Question

A long horizontally fixed wire carries a current of $100$ampere. Directly above and parallel to it is a fine wire that carries a current of 20 ampere and weights $0.04$newton per meter. The distance between the two wires for which the upper wire is just supported by magnetic repulsion is:
A. ${10^{ - 2}}mm$
B. ${10^{ - 2}}cm$
C. ${10^{ - 2}}m$
D. ${10^{ - 2}}km$

Answer 1

HintWhen the current is flowing in two parallel wire in opposite direction then there is a mutual force of magnetic repulsion between them.
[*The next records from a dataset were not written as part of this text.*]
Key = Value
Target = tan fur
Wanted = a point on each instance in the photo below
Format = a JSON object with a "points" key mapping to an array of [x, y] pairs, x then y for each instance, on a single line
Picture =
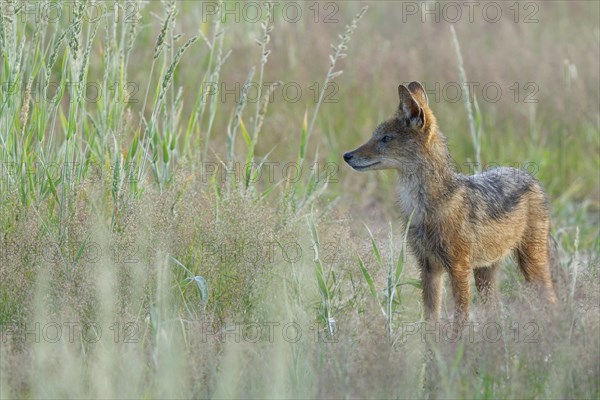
{"points": [[459, 223]]}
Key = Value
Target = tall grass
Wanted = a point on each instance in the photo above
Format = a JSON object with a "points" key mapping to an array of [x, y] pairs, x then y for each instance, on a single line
{"points": [[170, 282]]}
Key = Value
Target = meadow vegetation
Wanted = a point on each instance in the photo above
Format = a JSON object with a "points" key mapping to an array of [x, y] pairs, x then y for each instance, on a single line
{"points": [[141, 258]]}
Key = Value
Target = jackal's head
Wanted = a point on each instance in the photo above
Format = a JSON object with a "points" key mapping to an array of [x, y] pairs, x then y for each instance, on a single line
{"points": [[401, 140]]}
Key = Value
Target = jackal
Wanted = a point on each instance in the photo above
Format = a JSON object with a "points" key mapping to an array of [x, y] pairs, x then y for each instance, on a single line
{"points": [[459, 223]]}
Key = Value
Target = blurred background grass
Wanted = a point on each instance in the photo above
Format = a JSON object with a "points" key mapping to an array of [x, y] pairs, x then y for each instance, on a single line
{"points": [[168, 232]]}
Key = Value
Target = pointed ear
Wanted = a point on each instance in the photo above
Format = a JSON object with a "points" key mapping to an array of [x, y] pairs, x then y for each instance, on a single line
{"points": [[409, 108], [418, 91]]}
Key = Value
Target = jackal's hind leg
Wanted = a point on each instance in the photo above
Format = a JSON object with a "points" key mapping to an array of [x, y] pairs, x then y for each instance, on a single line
{"points": [[533, 258]]}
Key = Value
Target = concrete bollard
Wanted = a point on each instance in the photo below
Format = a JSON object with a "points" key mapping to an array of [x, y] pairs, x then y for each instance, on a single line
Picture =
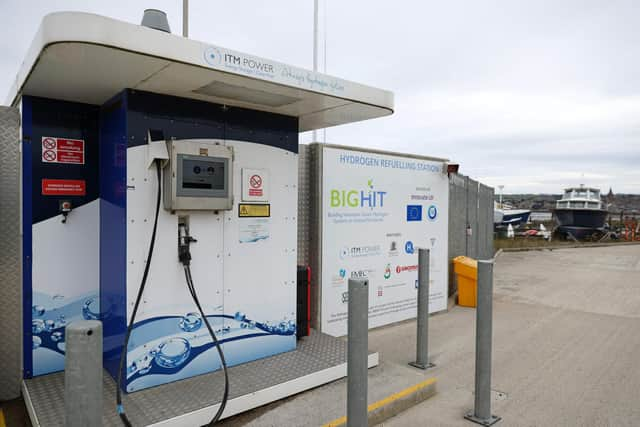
{"points": [[484, 331], [357, 352], [83, 374], [422, 336]]}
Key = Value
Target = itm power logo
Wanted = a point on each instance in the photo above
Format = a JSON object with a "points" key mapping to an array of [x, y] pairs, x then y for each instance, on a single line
{"points": [[387, 272], [363, 198], [432, 212]]}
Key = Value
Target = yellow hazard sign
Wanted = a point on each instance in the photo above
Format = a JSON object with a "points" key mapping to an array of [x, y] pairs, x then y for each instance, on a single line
{"points": [[246, 210]]}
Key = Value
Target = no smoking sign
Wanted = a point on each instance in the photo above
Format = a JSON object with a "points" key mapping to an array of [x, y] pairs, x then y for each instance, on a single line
{"points": [[255, 185], [62, 150]]}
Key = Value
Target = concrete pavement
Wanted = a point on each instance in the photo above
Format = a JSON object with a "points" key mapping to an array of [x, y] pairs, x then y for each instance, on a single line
{"points": [[566, 343], [566, 350]]}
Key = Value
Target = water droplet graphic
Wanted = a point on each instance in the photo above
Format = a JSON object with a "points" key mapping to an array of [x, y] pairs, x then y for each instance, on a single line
{"points": [[190, 322], [38, 310], [37, 326], [173, 352], [143, 365], [91, 309]]}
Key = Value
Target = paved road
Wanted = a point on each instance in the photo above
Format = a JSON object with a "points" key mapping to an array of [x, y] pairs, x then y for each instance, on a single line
{"points": [[566, 343], [566, 350]]}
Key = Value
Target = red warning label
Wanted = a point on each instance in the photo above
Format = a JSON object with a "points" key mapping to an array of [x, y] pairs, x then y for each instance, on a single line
{"points": [[62, 150], [64, 187]]}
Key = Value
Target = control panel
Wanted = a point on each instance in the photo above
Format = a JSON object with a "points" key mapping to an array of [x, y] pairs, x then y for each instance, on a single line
{"points": [[198, 176]]}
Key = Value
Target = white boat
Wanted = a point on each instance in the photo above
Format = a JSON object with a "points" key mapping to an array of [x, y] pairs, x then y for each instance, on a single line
{"points": [[580, 212], [504, 214]]}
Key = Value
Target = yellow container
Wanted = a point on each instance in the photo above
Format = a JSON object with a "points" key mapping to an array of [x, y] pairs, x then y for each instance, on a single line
{"points": [[467, 271]]}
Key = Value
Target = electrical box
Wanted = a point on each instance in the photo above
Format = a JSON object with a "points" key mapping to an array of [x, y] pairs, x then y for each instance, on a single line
{"points": [[198, 176]]}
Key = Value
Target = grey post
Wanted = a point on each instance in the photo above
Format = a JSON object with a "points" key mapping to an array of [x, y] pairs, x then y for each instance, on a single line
{"points": [[83, 374], [422, 340], [484, 331], [357, 352]]}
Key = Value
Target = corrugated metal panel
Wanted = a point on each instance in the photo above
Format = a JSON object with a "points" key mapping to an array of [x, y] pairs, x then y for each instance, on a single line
{"points": [[304, 204], [457, 224], [10, 266], [315, 235]]}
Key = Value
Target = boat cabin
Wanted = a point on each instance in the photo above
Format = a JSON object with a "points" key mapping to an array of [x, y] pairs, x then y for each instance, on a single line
{"points": [[580, 198]]}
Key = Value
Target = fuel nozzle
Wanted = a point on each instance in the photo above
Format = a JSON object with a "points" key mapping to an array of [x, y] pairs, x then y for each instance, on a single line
{"points": [[184, 240], [65, 207]]}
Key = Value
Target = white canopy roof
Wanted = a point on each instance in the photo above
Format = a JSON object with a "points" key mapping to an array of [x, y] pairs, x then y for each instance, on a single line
{"points": [[89, 58]]}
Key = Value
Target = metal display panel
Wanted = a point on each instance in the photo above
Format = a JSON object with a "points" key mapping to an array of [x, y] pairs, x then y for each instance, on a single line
{"points": [[10, 249], [376, 209]]}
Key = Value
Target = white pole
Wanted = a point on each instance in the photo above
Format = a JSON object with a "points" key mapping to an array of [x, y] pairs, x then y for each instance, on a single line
{"points": [[185, 18], [315, 51], [324, 131]]}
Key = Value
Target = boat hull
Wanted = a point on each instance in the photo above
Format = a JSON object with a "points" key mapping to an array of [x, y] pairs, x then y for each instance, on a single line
{"points": [[514, 218], [588, 219]]}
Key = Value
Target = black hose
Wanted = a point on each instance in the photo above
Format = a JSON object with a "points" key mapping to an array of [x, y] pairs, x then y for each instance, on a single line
{"points": [[145, 274], [192, 291], [225, 395]]}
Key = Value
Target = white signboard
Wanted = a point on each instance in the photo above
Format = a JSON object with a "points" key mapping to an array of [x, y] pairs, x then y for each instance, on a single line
{"points": [[377, 211]]}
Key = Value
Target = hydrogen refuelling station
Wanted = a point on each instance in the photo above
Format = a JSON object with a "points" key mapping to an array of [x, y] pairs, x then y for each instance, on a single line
{"points": [[159, 195]]}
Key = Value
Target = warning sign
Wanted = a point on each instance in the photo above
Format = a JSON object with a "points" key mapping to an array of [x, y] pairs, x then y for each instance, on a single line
{"points": [[64, 187], [254, 211], [62, 150], [254, 185]]}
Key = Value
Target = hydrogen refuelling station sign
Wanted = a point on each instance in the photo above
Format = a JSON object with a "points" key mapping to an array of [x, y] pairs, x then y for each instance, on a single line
{"points": [[377, 210]]}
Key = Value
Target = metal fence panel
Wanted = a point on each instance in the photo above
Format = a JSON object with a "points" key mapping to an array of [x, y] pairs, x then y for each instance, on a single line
{"points": [[472, 218], [470, 221], [485, 222], [10, 245], [304, 204]]}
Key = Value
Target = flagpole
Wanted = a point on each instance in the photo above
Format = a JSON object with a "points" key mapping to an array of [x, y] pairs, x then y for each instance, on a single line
{"points": [[314, 137]]}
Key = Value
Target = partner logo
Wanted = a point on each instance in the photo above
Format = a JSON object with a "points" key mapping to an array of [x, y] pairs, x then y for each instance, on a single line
{"points": [[360, 251], [408, 247], [365, 198], [403, 268], [361, 274], [414, 212], [387, 272], [339, 279]]}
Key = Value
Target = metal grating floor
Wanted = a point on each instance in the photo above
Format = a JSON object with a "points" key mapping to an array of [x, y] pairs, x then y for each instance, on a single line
{"points": [[314, 353]]}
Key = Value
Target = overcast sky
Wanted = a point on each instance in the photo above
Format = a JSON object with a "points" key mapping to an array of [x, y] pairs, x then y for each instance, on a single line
{"points": [[532, 95]]}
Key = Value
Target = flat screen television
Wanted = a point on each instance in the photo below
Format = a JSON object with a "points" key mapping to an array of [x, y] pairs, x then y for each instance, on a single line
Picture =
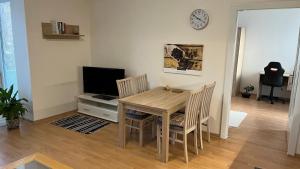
{"points": [[101, 81]]}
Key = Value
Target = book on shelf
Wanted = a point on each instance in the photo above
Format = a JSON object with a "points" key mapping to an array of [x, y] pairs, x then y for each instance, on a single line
{"points": [[58, 27]]}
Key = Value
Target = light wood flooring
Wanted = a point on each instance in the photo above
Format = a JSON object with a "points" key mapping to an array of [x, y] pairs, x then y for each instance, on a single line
{"points": [[260, 141]]}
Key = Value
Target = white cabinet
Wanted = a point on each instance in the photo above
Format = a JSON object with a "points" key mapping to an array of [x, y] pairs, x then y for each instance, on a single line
{"points": [[104, 109]]}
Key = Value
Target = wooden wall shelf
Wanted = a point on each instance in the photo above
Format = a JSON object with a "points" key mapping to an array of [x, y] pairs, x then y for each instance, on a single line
{"points": [[68, 34]]}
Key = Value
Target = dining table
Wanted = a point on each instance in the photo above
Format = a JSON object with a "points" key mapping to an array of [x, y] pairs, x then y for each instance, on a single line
{"points": [[160, 101]]}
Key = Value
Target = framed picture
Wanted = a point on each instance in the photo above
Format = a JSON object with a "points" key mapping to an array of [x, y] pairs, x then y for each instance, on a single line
{"points": [[183, 59]]}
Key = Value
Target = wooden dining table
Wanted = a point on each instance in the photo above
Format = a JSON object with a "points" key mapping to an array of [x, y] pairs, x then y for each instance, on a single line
{"points": [[158, 101]]}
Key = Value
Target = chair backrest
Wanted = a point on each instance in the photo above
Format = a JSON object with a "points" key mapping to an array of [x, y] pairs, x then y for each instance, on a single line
{"points": [[141, 83], [192, 108], [207, 96], [126, 87], [273, 74]]}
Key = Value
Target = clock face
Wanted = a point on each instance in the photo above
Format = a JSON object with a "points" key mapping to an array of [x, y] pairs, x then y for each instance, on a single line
{"points": [[199, 19]]}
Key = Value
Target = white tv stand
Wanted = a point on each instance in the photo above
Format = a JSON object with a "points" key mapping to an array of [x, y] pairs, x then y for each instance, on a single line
{"points": [[104, 109]]}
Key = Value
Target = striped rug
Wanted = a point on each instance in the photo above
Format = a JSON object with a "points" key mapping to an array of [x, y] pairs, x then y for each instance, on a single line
{"points": [[81, 123]]}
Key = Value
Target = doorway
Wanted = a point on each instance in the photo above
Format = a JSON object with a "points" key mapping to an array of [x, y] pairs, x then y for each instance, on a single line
{"points": [[230, 64]]}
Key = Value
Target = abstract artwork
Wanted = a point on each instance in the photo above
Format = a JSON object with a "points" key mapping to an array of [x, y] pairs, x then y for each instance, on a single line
{"points": [[183, 59]]}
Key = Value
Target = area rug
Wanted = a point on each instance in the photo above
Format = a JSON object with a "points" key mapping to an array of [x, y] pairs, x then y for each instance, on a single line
{"points": [[236, 118], [81, 123]]}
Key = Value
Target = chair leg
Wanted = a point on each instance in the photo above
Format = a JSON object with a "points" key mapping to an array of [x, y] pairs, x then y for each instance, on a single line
{"points": [[158, 133], [131, 123], [208, 130], [173, 137], [195, 142], [154, 128], [200, 136], [185, 147], [141, 132]]}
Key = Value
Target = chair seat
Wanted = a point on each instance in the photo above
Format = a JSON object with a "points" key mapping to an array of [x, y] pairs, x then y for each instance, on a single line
{"points": [[132, 114], [176, 121]]}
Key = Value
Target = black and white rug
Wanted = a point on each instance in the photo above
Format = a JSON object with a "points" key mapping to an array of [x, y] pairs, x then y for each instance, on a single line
{"points": [[81, 123]]}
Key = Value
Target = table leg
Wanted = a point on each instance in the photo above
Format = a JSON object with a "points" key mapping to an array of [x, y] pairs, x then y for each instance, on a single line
{"points": [[122, 126], [165, 137]]}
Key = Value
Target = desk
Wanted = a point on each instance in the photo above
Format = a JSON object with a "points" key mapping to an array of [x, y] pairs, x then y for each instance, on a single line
{"points": [[157, 102], [284, 92]]}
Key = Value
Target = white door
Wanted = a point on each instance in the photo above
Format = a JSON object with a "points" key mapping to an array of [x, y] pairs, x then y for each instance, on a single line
{"points": [[294, 111]]}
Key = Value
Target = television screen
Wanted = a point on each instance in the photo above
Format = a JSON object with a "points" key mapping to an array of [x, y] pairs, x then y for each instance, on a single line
{"points": [[98, 80]]}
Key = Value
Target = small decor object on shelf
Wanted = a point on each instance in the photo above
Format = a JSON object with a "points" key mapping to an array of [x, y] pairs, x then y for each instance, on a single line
{"points": [[247, 91], [183, 59], [60, 30], [11, 108]]}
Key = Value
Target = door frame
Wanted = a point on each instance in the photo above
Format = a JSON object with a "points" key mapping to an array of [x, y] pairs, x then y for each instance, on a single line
{"points": [[229, 68]]}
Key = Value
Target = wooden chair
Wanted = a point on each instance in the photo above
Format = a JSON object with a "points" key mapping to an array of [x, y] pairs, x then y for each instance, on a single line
{"points": [[184, 123], [204, 117], [126, 87]]}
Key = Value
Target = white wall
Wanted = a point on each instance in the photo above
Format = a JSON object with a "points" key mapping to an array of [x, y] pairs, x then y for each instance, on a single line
{"points": [[131, 34], [55, 64], [271, 35]]}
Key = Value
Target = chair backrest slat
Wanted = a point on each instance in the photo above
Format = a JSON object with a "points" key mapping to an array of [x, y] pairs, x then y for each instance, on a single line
{"points": [[141, 83], [192, 108], [205, 107], [126, 87]]}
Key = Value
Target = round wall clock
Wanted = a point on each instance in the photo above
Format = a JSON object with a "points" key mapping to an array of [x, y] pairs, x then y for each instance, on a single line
{"points": [[199, 19]]}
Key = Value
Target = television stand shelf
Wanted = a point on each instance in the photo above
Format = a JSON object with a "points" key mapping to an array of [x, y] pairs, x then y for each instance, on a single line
{"points": [[105, 109]]}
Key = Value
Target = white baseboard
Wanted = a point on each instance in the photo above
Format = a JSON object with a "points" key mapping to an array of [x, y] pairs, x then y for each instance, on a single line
{"points": [[52, 111]]}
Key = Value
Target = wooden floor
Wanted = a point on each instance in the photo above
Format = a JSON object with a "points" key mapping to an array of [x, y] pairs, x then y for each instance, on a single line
{"points": [[260, 141]]}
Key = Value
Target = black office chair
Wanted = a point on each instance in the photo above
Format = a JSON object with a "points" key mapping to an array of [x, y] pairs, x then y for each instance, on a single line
{"points": [[273, 77]]}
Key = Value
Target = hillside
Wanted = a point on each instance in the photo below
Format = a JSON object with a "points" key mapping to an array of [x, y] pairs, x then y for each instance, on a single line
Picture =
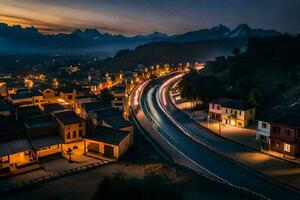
{"points": [[267, 74], [18, 40], [172, 53]]}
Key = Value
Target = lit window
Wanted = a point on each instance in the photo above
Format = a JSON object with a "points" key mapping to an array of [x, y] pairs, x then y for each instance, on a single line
{"points": [[264, 125], [287, 147], [74, 134]]}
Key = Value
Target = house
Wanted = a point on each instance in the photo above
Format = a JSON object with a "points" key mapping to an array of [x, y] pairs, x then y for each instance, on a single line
{"points": [[87, 109], [264, 120], [107, 142], [71, 127], [3, 90], [15, 149], [48, 94], [112, 117], [52, 107], [68, 94], [84, 99], [105, 114], [285, 134], [118, 97], [237, 113], [43, 135], [215, 108], [5, 109], [23, 113], [27, 98]]}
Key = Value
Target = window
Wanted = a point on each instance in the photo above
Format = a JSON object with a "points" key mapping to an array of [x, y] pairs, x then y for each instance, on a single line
{"points": [[287, 132], [68, 135], [74, 134], [287, 147], [264, 125]]}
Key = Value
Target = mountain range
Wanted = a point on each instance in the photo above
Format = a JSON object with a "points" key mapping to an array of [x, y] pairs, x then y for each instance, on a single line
{"points": [[15, 39]]}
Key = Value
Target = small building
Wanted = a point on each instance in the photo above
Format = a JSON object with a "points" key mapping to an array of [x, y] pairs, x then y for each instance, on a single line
{"points": [[238, 113], [5, 109], [22, 113], [27, 98], [215, 108], [43, 135], [264, 120], [105, 114], [87, 109], [107, 142], [68, 94], [52, 107], [285, 134], [71, 127], [118, 97], [84, 99], [48, 94]]}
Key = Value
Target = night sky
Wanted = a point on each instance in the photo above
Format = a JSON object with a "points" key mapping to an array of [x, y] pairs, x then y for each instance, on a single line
{"points": [[132, 17]]}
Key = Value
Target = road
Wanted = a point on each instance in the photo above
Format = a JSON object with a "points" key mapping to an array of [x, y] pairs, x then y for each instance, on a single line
{"points": [[150, 105]]}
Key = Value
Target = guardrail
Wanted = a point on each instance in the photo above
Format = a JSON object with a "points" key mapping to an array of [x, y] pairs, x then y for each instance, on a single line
{"points": [[211, 149]]}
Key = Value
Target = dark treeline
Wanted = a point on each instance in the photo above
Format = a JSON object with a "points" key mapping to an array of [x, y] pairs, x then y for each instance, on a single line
{"points": [[268, 73], [171, 53]]}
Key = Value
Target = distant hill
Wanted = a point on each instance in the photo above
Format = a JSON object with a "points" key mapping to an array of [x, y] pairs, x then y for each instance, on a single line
{"points": [[267, 73], [15, 39], [172, 53]]}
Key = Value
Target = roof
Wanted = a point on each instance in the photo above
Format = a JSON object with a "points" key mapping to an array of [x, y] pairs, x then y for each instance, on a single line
{"points": [[45, 142], [118, 123], [220, 101], [49, 108], [68, 117], [118, 89], [107, 135], [28, 111], [5, 106], [272, 115], [14, 146], [39, 122], [237, 104], [108, 113], [25, 95], [292, 120], [66, 90], [94, 106]]}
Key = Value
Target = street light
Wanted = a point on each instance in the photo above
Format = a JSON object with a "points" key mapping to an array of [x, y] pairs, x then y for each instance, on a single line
{"points": [[69, 152]]}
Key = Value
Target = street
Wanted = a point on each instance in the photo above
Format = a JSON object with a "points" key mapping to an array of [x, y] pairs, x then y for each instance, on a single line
{"points": [[171, 127]]}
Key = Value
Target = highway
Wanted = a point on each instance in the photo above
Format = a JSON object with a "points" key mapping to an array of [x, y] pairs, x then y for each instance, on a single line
{"points": [[150, 106]]}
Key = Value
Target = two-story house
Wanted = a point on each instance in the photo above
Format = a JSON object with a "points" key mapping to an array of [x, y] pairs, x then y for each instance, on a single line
{"points": [[215, 108], [118, 98], [264, 120], [238, 113], [285, 134], [71, 127]]}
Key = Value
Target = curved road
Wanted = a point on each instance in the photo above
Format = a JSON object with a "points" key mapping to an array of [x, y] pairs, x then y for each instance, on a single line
{"points": [[150, 105]]}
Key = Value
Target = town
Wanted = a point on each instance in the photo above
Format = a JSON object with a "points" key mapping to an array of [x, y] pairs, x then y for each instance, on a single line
{"points": [[149, 100]]}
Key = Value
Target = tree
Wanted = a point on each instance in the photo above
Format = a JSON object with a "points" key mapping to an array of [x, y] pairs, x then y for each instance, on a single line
{"points": [[254, 97], [236, 51], [106, 96]]}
Both wire repel each other with same magnitude of force according to the Newton’s third law of motion (action is equal to reaction).

Formula used:
$\dfrac{F}{l} = \dfrac{{{\mu _0}2{I_A}{I_B}}}{{4\pi r}}$

Complete step-by-step solution:Let the rigid wire be $A$and the current flowing in it be${I_A}$, ${I_A} = 100A$
And, the fine wire be $B$and the current flowing in it be${I_B}$, ${I_B} = 20A$
Distance between two wire = $r$
Length of both wire=$l$
Now, the current is flowing in both wires and wire$A$is rigid whereas the wire$B$is moveable. So to hold the wire$B$directly above the wire$A$, the current must be flowing in opposite direction to each other. So that due to the magnetic field produced between them, the wire$A$would repel wire$B$. So to support the upper wire which have some weight, it should be at some distance from lower wire.
So to just support the upper wire, downward force =upward force
Where, the downward force=weight=$mg$
And, the upward force =magnetic force per unit length at distance $r$=$\dfrac{F}{l}$
Here the force$F$is the force through which the lower wire (rigid) push away the upper wire (moveable).
Hence, magnetic force on upper wire per unit length = weight of upper wire per unit length
That is; $\dfrac{F}{l} = \dfrac{{mg}}{l}$
Force exerted on length$l$ due to the magnetic field is given as:
$F = \dfrac{{{\mu _0}2{I_A}{I_B}l}}{{4\pi r}}$
Where,
${\mu _0} = $Permeability of free space
And, $\dfrac{{{\mu _0}}}{{2\pi }} = 2 \times {10^{ - 7}}$
Now we have,
$\dfrac{F}{l} = \dfrac{{{\mu _0}2{I_A}{I_B}}}{{4\pi r}} = \dfrac{{mg}}{l}$
Simplify the above equation by substituting the value of${I_A}$,${I_B}$,$\dfrac{{{\mu _0}}}{{2\pi }}$ and $\dfrac{{mg}}{l} = 0.04$
We get, $\dfrac{{2 \times {{10}^{ - 7}} \times 100 \times 20}}{r} = 0.04$
Further solving for $r$as
$
  r = \dfrac{{4 \times {{10}^3} \times {{10}^{ - 7}} \times {{10}^2}}}{4} \\
  r = {10^{ - 2}}m \\
 $
Hence, the distance between two wires for which the upper wire is just supported by the magnetic repulsion is${10^{ - 2}}m$. Therefore, the correct option is C.

Note:- This magnetic force of attraction or repulsion is due to the interaction of one of the currents with the magnetic field produced by the other current. For two currents flowing in the same direction, the force is repulsive, while for opposite direction, it is attractive.